The presently invented electrolytic cell is shown in FIG. 3. in overturned position. The electrolyte 2 can inundate only one of the channel labyrinths 6 of the overturned cell. and it never reaches the level of the outlet orifice 9. The contacts 7 are in this way coupled through the electrolyte 2 to each other and an outer electric circuit can be closed for generating an electric signal usable for automatical cutting out the electrolysis current and for signalization of the overturned position of the cell.

The preferred embodiments of the FIGS. 1., 2. and 3. relate to a solution of the presently invented electrolytic cell wherein the channel labyrinths 6 are placed in the cap of the vessel 1.

The channel labyrinths 6 can be formed also by tubes connected with the cap of the vessel 1 (FIG. 4. and FIG. 5.). In this case the contacts 7 are placed on the cap on the side of the gas space 5 for detecting the presence of the electrolyte. (The wall 3 for separating the anode space and the cathode space is not shown in FIG. 4. or in FIG, 5.).

The presently invented electrolytic cell can be advantageously used in portable devices.
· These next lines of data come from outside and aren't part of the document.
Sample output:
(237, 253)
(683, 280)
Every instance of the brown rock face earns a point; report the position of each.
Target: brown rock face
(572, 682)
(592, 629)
In overturned position of the cell the electrolyte 2 inundates the channel labyrinths 6 and with them also the contacts 7, but can not flow out from the cell. In this way the danger is avoided that the alkaline or acidic electrolyte of the electrolytic cell can ruin the cell or an outer instrument. In overturned position of the cell the contacts 7 generate an electric signal.

Specific representative embodiments and refinements thereto have been discussed in the foregoing passages for the purpose of illustration, but it will be apparent to one skilled in the art that various changes and modifications may be made thereto without departing from the spirit and scope of this invention.

Claims

1. A portable gas producing electrolytic cell, comprising a vessel adapted to contain an electrolyte and having a closed bottom and an open top, a wall dividing the interior of the vessel into anode and cathode chambers that communicate with each other below the surface of the electrolyte, a cap covering the open top of the vessel and substantially hermetically separatting the upper portions of the anode and cathode chambers from each other, gas passageways in said cap for each of said anode and cathode chambers, said passage for the cathode chamber extending over the anode chamber and said passage for the anode chamber extending over the cathode chamber, whereby when the cell is overturned on its side so that either the anode chamber is lowermost or the cathode chamber is lowermost, electrolyte cannot escape from the cell.

2. A cell as claimed in claim 1, in which said vessel is rectangular as seen from above, and said passages open into their respective chambers at diagonally opposite corners of the cell and extend over the cell to corners which are diagonally opposite the respective first-mentioned corners.

3. A cell as claimed in claim 1, in which said passages are greater in diameter than 3 mm.

4. A cell as claimed in claim 3, in which said passages are greater in diameter than 6 mm.

5. A cell as claimed in claim 1, wherein each of said passages has vertical and horizontal portions.

6. A cell as claimed in claim 5, in which said horizontal portions are each in two parts at right angles to each other.

7. A cell as claimed in claim 1, said passages terminating in gas outlets disposed over said cap.

8. A cell as claimed in claim 1, and sensing elements disposed in said passages and adapted to sense the presence of electrolyte therein, to signal the overturn of the cell.